El sistema de Putin ha alimentado y domesticado a su pueblo durante dos largas décadas. No está claro qué podría ganar un general o ministro ruso denunciando la “operación militar especial”, como se conoce oficialmente la guerra en Rusia. Incluso los cuadros de menor rango del régimen que han tratado de romper con Putin en los últimos meses se enfrentan a la oposición de una comunidad de emigrantes rusos que se hace oír. Los disidentes rusos que viven en Alemania expresaron fuertes protestas cuando el gigante mediático Axel Springer SE contrató a Ovsyannikova para que informara sobre Rusia y Ucrania: ¿Por qué premiar a la propagandista mientras muchos periodistas rusos honestos, que nunca han sido contratados por la maquinaria de propaganda de Putin, luchan por encontrar un empleo remunerado en Europa?

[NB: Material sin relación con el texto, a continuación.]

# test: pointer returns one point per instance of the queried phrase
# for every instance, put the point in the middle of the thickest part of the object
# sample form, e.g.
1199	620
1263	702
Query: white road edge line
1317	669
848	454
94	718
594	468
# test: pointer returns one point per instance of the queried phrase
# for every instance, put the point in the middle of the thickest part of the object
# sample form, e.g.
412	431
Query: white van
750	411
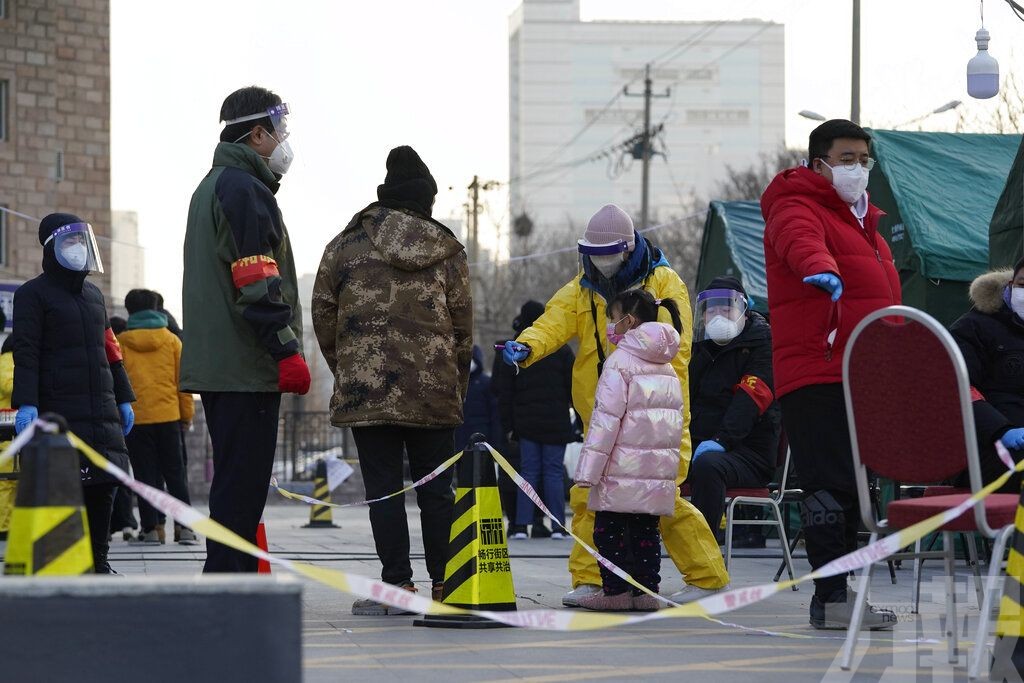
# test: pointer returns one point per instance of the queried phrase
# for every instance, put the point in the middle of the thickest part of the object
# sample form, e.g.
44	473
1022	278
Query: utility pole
855	70
645	136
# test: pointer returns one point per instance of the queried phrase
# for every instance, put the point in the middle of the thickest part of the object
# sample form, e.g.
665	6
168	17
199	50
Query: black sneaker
836	612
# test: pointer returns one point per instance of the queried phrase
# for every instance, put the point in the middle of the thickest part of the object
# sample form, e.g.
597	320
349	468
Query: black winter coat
535	404
480	410
732	395
60	363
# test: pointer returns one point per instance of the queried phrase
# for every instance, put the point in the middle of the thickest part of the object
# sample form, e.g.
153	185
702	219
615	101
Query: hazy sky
363	77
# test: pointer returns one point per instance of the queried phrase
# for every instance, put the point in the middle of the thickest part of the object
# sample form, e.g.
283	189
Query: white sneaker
571	599
691	593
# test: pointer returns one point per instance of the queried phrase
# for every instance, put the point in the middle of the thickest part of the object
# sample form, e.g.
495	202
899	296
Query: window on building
4	89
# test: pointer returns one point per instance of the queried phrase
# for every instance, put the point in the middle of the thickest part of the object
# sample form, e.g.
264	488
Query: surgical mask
607	264
76	255
721	330
1017	301
282	157
850	183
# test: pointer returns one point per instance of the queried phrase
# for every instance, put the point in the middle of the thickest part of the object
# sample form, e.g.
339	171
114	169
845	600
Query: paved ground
340	646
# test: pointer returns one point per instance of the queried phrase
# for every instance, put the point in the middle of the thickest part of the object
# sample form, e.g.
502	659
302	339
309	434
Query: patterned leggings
620	535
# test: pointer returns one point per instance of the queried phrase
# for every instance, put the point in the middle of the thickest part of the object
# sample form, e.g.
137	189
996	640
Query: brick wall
55	56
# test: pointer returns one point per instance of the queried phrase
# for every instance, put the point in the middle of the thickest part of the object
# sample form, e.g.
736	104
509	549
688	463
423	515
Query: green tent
938	190
732	245
1007	229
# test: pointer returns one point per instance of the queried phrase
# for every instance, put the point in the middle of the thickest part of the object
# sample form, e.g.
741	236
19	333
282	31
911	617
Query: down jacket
631	456
393	315
810	229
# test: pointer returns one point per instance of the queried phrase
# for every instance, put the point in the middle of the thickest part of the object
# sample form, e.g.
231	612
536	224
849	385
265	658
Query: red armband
252	269
113	347
758	390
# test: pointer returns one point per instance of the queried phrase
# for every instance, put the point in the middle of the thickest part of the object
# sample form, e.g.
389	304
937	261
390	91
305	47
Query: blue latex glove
514	352
707	446
127	417
828	283
26	416
1013	439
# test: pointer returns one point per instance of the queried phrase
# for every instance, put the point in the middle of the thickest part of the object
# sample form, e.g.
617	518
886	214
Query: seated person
735	421
991	338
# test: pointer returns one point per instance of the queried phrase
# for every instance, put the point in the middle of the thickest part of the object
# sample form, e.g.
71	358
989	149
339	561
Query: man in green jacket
243	326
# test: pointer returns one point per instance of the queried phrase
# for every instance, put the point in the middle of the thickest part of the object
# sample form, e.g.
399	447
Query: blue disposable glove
127	417
514	352
1013	439
707	446
828	283
26	416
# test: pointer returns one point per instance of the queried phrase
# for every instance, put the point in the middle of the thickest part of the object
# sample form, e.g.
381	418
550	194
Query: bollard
48	535
320	515
478	572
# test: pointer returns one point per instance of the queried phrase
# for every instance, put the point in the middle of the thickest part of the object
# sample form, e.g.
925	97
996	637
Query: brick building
54	124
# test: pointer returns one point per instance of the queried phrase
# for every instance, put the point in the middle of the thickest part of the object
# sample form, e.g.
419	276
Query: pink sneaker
622	602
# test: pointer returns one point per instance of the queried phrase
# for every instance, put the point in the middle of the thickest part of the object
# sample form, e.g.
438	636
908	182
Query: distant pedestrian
480	408
242	345
153	356
631	455
68	361
393	316
535	406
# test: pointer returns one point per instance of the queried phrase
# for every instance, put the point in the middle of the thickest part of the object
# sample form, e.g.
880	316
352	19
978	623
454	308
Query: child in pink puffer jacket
631	456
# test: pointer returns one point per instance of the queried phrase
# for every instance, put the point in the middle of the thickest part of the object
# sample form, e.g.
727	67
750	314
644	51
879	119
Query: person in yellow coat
7	486
614	257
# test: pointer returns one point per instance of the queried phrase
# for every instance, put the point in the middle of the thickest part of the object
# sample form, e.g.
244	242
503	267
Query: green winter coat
242	311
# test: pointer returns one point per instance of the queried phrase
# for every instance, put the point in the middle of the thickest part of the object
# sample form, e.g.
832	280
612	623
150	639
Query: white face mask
1017	301
607	264
721	330
849	183
281	158
76	256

Cuando Karnovich-Valua anunció su salida de RT, Maria Pevchikh, una estrecha colaboradora del líder de la oposición encarcelado Alexey Navalny, lanzó una cruzada en Twitter contra él.
“No busques en tu alma la conmiseración y la simpatía por personas que no las merecen”, escribió. “Tenían acceso a toda la información. Cada segundo, tenían una opción. Y la tomaron”.
No hay que ser un gigante intelectual para saber que, aunque los desertores sean bienvenidos y aparentemente recompensados, nadie alberga realmente ningún sentimiento cálido hacia ellos: cualquier estímulo es realmente sólo un dispositivo para hacer que la deserción parezca atractiva. Una vez cumplido ese propósito, los antiguos servidores de Putin no tienen futuro en Occidente, donde tanto los emigrantes rusos como los occidentales siempre cuestionarán su pasado; incluso en el mejor de los casos, siempre se enfrentarán a algunos vientos en contra en sus carreras y negocios. En Rusia, mientras tanto, sólo pueden ser no-personas, sus nombres borrados de toda fuente oficial, sus propiedades, parientes y amigos en riesgo.
Incluso si, en el fondo, algunas de las figuras del establishment ruso -por ejemplo, los llamados “liberales sistémicos” que siempre fueron tibios hacia el proyecto imperialista de Putin- están en contra de la guerra y de todo lo que ha significado para el lugar de Rusia en el mundo, su mejor apuesta es pasar desapercibidos y esperar lo que queda del gobierno de Putin. Hasta ahora, parece poco probable que la guerra lo desplace, salvo que se produzca un gran cambio en la suerte militar, pero incluso si no lo hace, está envejeciendo y se rumorea que padece diversas enfermedades. Cualquiera que esté interesado en hacerse con un trozo de la tarta post-Putin debería estar en Moscú, o lo suficientemente cerca de ella, cuando comience el reparto. El regreso del exilio occidental es improbable por las mismas razones por las que pocas figuras de la emigración alemana (con notables excepciones como el canciller Willy Brandt) prosperaron en su país de origen tras la caída del nazismo, mientras que muchos antiguos nazis (incluido, por ejemplo, el canciller Kurt Georg Kiesinger) sí lo hicieron.
Para los que juegan al juego de la espera, el proverbial barco tendrá que tomar una lista mucho más pronunciada antes de hacer un movimiento, y ese movimiento es más probable que sea un juego de poder que una huida.
Dicho esto, la casi ausencia de disidencia abierta del establishment no es precisamente algo que Putin pueda celebrar. La debilidad de la emoción sincera que ha engendrado en la élite rusa, el frío cálculo ante circunstancias excepcionalmente vergonzosas hablan de un declive en la calidad humana e intelectual de la élite. Como escribió el diplomático Bondarev en su declaración de dimisión “Lamento admitir que a lo largo de estos veinte años el nivel de mentiras y de falta de profesionalidad en el trabajo del Ministerio de Asuntos Exteriores no ha dejado de aumentar. Sin embargo, en los últimos años, esto se ha vuelto simplemente catastrófico”.
Dirigida por esta gente, bajo Putin y después de que se vaya, Rusia está condenada a quedarse atrás y a perder.